DataPress logo
Client Libraries

Python Client

Version:  1.1.1
Updated:  14th September 2025

Overview

The DataPress Python client provides a simple interface for interacting with the DataPress API. It handles authentication, chunked uploads, and provides client-side validation for common operations.

Installation

pip install datapress

Authentication

Set your API credentials as environment variables:

export DATAPRESS_API_KEY="your-api-key"
export DATAPRESS_URL="https://your-datapress-instance.com"

Basic Usage

Initialize the Client

from datapress import DataPressClient

# Initialize using environment variables
client = DataPressClient()

# Or pass credentials explicitly
client = DataPressClient(
    api_key="your-api-key",
    base_url="https://your-datapress-instance.com"
)

# Verify authentication
user_info = client.whoami()
print(f"Logged in as: {user_info['title']}")

Get Dataset Information

# Retrieve a dataset by ID
dataset = client.get_dataset("ab12x")
print(f"Dataset: {dataset['title']}")
print(f"Resources: {len(dataset['resources'])}")

Common Operations

Renaming a Dataset

Use JSON Patch operations to modify dataset metadata:

patch = [{"op": "replace", "path": "/title", "value": "New Dataset Name"}]
result = client.patch_dataset("ab12x", patch)
print(f"Dataset renamed to: {result['dataset']['title']}")

Adding a File

Upload new files using chunked uploads (automatically handles large files):

result = client.upload_file(
    dataset_id="ab12x",
    file_path="data/sales.csv",
    # Optional fields:
    title="Sales Data",
    description="Monthly sales figures",
    timeframe={ "from": "2020-01", "to": "2024-11" }
)
print(f"File uploaded with ID: {result['resource_id']}")

Replacing a File

Replace an existing file by providing its resource ID:

result = client.upload_file(
    dataset_id="ab12x",
    file_path="data/updated_sales.csv",
    # Optional fields:
    resource_id="xyz",  # ID of existing file to replace
    title="Updated Sales Data"
)
print(f"File replaced: {result['resource_id']}")

Downloading Files

Download files with proper authentication:

file_data = client.download_file(
    dataset_id="ab12x",
    resource_id="xyz"
)

# Save to disk
with open("downloaded_file.csv", "wb") as f:
    f.write(file_data)

Advanced Usage

Batch Operations with Patch

Perform multiple updates in a single request:

patch_operations = [
    {"op": "replace", "path": "/title", "value": "Updated Title"},
    {"op": "replace", "path": "/description", "value": "Updated description"},
    {"op": "add", "path": "/links/new_link", "value": {
        "url": "https://example.com",
        "title": "Related Data"
    }}
]

result = client.patch_dataset("ab12x", patch_operations)

Remove Resources

Remove uploaded files using patch operations:

patch = [{"op": "remove", "path": "/resources/xyz89"}]
client.patch_dataset("ab12x", patch)

Uploading a File from S3

You can transfer a file from S3 to a dataset by passing your boto3.client instance to the upload_file_from_s3 method.

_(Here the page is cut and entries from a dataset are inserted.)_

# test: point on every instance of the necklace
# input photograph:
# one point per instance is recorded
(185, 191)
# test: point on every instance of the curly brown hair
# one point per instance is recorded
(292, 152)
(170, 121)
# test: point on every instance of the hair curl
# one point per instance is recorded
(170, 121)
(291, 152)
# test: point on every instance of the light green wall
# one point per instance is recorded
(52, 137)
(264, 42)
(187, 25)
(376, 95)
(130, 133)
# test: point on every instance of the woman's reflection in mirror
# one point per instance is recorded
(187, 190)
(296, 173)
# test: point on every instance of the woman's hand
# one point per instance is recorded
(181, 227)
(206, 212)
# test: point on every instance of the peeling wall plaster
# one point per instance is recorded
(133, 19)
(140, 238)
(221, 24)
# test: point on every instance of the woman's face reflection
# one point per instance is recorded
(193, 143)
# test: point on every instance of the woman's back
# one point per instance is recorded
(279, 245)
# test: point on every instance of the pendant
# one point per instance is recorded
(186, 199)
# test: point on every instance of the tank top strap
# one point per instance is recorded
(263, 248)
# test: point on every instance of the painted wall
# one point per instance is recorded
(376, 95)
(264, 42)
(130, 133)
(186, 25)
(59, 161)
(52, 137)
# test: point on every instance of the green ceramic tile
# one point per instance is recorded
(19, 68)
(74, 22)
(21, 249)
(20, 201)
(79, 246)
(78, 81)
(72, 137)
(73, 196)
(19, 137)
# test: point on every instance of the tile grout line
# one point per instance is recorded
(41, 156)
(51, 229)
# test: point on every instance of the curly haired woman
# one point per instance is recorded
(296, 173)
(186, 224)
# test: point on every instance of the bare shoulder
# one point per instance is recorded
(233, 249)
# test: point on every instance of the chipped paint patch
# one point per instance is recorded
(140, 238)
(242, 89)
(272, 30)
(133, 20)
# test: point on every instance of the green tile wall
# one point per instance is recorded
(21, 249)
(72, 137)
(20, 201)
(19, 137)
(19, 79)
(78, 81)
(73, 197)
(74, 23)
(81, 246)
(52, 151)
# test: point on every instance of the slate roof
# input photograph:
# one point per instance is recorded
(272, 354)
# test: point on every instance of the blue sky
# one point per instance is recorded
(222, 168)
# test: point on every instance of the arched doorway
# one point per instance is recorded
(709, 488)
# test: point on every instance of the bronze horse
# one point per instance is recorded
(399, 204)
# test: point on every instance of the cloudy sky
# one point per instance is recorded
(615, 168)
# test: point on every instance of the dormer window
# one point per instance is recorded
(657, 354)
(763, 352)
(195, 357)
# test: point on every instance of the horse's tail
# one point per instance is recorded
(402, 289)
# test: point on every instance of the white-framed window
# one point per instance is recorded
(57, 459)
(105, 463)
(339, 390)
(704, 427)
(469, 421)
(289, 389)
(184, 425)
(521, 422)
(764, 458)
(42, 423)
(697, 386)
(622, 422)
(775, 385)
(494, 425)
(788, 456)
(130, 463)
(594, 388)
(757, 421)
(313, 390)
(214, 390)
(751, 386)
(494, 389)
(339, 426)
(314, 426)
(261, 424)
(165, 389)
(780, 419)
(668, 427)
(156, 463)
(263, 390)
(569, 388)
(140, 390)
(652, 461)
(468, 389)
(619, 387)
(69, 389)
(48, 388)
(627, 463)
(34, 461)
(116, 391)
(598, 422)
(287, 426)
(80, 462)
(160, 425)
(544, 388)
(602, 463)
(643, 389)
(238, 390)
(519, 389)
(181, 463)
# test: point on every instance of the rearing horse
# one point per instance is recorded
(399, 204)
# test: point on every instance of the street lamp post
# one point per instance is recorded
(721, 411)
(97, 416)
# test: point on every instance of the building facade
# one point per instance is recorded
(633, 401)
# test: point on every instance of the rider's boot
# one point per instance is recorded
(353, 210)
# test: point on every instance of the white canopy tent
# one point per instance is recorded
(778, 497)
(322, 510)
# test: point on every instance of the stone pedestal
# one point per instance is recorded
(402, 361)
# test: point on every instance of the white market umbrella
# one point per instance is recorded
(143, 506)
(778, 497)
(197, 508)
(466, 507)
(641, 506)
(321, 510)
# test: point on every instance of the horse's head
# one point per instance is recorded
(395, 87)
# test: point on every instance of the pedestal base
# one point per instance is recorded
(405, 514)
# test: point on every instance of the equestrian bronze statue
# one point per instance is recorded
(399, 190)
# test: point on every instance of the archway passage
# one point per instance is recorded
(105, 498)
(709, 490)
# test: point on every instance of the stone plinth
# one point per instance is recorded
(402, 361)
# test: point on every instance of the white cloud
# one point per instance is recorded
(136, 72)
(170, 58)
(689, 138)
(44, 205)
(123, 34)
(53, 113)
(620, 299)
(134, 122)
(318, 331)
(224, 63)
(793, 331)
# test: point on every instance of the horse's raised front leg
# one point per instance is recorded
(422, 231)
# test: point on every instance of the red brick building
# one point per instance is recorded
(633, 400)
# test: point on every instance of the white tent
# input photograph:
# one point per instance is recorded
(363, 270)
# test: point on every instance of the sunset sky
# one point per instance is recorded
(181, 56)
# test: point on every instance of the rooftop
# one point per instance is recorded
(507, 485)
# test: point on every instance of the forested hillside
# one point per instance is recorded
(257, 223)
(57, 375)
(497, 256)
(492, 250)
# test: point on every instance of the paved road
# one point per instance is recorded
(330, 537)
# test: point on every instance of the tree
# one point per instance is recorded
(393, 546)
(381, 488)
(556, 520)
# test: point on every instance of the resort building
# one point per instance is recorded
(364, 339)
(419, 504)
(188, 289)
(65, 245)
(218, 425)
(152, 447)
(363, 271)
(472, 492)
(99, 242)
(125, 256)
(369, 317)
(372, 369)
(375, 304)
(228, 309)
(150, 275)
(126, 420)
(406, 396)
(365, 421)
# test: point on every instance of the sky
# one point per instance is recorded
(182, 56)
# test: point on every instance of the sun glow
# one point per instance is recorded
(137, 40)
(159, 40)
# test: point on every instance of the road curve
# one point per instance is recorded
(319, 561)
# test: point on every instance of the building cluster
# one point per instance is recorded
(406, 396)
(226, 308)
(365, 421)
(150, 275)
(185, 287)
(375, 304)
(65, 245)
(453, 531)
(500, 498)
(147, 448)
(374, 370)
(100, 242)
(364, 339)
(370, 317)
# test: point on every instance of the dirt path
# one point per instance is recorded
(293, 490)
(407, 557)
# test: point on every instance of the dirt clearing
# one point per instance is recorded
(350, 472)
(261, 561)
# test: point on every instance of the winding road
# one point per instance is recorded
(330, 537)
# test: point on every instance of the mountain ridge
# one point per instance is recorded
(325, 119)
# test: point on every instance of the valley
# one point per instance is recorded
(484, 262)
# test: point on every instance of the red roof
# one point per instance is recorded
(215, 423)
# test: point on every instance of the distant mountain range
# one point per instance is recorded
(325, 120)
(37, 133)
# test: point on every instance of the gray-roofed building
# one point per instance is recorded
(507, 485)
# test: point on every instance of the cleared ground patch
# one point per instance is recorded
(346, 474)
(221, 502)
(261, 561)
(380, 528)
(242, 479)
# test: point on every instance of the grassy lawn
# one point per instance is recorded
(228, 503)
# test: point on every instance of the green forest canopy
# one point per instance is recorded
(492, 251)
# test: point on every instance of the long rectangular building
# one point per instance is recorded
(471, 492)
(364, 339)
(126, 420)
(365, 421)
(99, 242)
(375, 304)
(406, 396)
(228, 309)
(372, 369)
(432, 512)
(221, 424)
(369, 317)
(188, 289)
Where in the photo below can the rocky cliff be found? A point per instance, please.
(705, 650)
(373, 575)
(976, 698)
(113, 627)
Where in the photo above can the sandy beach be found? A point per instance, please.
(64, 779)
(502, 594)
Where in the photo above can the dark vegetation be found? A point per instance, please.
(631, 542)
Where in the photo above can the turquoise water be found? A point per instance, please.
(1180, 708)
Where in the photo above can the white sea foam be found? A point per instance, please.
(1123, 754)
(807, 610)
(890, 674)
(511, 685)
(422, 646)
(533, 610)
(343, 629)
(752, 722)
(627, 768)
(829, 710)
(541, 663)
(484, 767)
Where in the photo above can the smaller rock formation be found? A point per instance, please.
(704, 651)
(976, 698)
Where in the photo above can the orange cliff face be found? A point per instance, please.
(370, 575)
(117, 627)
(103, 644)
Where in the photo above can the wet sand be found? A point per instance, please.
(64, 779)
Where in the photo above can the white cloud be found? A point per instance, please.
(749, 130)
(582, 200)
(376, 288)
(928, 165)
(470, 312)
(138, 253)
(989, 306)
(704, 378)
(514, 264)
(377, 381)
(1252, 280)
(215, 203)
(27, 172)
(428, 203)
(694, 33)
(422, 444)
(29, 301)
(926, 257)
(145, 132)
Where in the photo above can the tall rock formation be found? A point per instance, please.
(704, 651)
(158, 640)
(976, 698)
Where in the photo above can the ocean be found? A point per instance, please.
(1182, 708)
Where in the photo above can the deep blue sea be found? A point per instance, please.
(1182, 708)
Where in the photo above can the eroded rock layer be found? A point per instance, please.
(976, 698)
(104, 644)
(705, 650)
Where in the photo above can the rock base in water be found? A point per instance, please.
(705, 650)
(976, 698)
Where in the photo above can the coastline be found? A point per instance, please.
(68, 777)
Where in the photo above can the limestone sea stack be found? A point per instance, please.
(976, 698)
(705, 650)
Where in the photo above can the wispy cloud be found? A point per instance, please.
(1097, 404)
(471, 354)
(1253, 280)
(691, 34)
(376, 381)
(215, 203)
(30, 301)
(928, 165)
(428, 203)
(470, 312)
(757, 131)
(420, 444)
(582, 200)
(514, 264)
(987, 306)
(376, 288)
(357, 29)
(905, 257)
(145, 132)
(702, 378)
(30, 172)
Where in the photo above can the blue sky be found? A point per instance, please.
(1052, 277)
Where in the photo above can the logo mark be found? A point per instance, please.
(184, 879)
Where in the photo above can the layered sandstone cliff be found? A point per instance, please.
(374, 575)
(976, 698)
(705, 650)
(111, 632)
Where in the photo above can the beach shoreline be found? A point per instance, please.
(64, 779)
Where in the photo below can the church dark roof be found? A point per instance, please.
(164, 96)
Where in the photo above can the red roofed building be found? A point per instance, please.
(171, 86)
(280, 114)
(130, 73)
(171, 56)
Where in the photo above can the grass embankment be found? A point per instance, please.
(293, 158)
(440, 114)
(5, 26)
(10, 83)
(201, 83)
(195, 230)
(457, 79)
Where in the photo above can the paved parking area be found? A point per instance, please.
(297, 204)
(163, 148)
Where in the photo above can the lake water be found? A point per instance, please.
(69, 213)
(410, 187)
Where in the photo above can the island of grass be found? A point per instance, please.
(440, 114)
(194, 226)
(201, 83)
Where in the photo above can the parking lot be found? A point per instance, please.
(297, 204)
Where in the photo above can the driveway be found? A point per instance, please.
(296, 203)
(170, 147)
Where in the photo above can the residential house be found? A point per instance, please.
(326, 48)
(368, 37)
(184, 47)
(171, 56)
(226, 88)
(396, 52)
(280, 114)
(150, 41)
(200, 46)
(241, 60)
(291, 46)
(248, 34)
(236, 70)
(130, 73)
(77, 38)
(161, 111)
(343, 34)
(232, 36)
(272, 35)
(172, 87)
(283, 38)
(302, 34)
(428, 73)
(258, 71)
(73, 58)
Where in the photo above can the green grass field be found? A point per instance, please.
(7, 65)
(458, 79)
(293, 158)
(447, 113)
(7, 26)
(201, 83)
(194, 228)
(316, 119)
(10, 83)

This will download the file in 5MB chunks and incrementally upload it to the dataset.

import boto3

session = boto3.session.Session()
s3_client = session.client(
    "s3",
    # ... credentials, endpoints, regions etc
    aws_access_key_id=os.getenv("AWS_ACCESS_KEY_ID"),
    aws_secret_access_key=os.getenv("AWS_SECRET_ACCESS_KEY"),
)

# Upload a file from S3 to a dataset
result = client.upload_file_from_s3(
    s3_client=s3_client,
    bucket="your-bucket-name",
    key="your-object-key",
    dataset_id="ab12x",
    # Optional parameters:
    resource_id="xyz",  # ID of existing file to replace
    title="Updated Spending Data",
    description="Monthly spending figures",
    order=1,
    timeframe={"from": "2024-01", "to": "2025-04"}
)
print(f"File uploaded from S3: {result['resource_id']}")

Error Handling

The client provides specific exception types for common errors:

from datapress.client import AuthenticationError, NotFoundError, PermissionError

try:
    dataset = client.get_dataset("ab12x")
except AuthenticationError:
    print("Invalid API key")
except NotFoundError:
    print("Dataset not found")
except PermissionError:
    print("No access to this dataset")

Source Code

The Python client is open source and available on GitHub. For development setup, testing, and detailed API reference, see the DEVELOPMENT.md file.